Yes. That makes sense. Thanks.

[Operator Instructions] Our next question comes from Boobalan Pachaiyappan of H.C. Wainwright. Please go ahead.

Hi, this is Boobalan dialing in for Ram Selvaraju and thanks for taking our questions. So firstly, with respect to 720, can you provide any additional color with respect to enrollment progress and when you’d expect this to be completed?

Yes. To answer the first question, we reiterate our guidance that we’re on track for trial data, first half 2024, and you can refer to our prior comments in terms of the progress of site openings, but we won’t go deeper than that.

All right. Clear. And then with respect to tebipenem HBr agreement, are there any details of the pivotal Phase 3 protocol that you can disclose at this time? Maybe on a high level some of the maybe notable differences within this protocol and the one that you used in ADAPT-PO trial?

Yes. Big picture, Boobalan. Thanks for the question. We – as we’ve stated before that the sequence will be that we’ll be working to receive the SPA agreement, then we’ll disclose details of the trial as well with that as Sath mentioned, we’ll disclose the details of the milestones that are due to us at GSK.

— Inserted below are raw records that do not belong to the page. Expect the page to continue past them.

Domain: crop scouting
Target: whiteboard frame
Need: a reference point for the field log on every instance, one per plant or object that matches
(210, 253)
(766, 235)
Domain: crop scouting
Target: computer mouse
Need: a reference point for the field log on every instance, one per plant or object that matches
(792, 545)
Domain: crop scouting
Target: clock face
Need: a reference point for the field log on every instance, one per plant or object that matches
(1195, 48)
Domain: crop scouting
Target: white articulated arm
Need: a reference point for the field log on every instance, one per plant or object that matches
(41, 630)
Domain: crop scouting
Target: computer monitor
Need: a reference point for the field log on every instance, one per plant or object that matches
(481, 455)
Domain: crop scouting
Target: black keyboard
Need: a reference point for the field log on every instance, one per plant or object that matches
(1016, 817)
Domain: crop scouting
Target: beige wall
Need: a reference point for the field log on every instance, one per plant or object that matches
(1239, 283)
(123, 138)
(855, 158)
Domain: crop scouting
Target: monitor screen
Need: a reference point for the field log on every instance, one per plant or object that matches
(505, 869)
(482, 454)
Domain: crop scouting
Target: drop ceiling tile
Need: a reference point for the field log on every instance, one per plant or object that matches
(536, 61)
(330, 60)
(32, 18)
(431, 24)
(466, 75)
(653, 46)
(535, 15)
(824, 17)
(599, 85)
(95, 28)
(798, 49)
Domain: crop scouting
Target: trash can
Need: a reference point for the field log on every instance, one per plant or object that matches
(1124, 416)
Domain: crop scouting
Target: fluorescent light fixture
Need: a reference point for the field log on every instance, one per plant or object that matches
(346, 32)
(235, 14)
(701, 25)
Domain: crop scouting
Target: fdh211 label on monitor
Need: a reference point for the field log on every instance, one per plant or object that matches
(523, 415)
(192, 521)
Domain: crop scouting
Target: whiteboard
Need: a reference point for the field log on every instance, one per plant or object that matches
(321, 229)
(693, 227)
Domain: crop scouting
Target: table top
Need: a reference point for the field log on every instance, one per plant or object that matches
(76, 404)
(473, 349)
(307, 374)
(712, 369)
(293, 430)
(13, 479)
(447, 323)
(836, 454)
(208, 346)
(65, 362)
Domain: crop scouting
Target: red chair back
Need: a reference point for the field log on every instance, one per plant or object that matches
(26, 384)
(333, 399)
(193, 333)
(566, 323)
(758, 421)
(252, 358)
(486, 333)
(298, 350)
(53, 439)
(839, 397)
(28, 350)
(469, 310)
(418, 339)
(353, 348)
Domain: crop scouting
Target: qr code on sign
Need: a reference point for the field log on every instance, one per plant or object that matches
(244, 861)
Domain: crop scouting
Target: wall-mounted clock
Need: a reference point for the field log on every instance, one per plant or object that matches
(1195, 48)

Okay. And then maybe one final question. Has Pfizer indicated any interest in expanding geographic rights to 206, maybe in the context of your existing partnership? Maybe, if so, under what terms?

Well, and I’ll say that we’ve enjoyed our collaboration with Pfizer and benefited from their expertise and perspective. We look forward to continuing that partnership. And certainly if you know, and as and when we think about the U.S. rights for 206, we’ll explore that more.

All right. Thanks for taking our questions and congrats on the progress.

Thank you.

This concludes the question-and-answer session. I would like to turn the conference back over to Dr. Ankit Mahadevia for closing remarks.

Thanks, operator. We appreciated the opportunity to provide an update on our recent progress, and we look forward to the continued advancement of all of our programs. Thanks to all listening for your participation today. Have a great evening.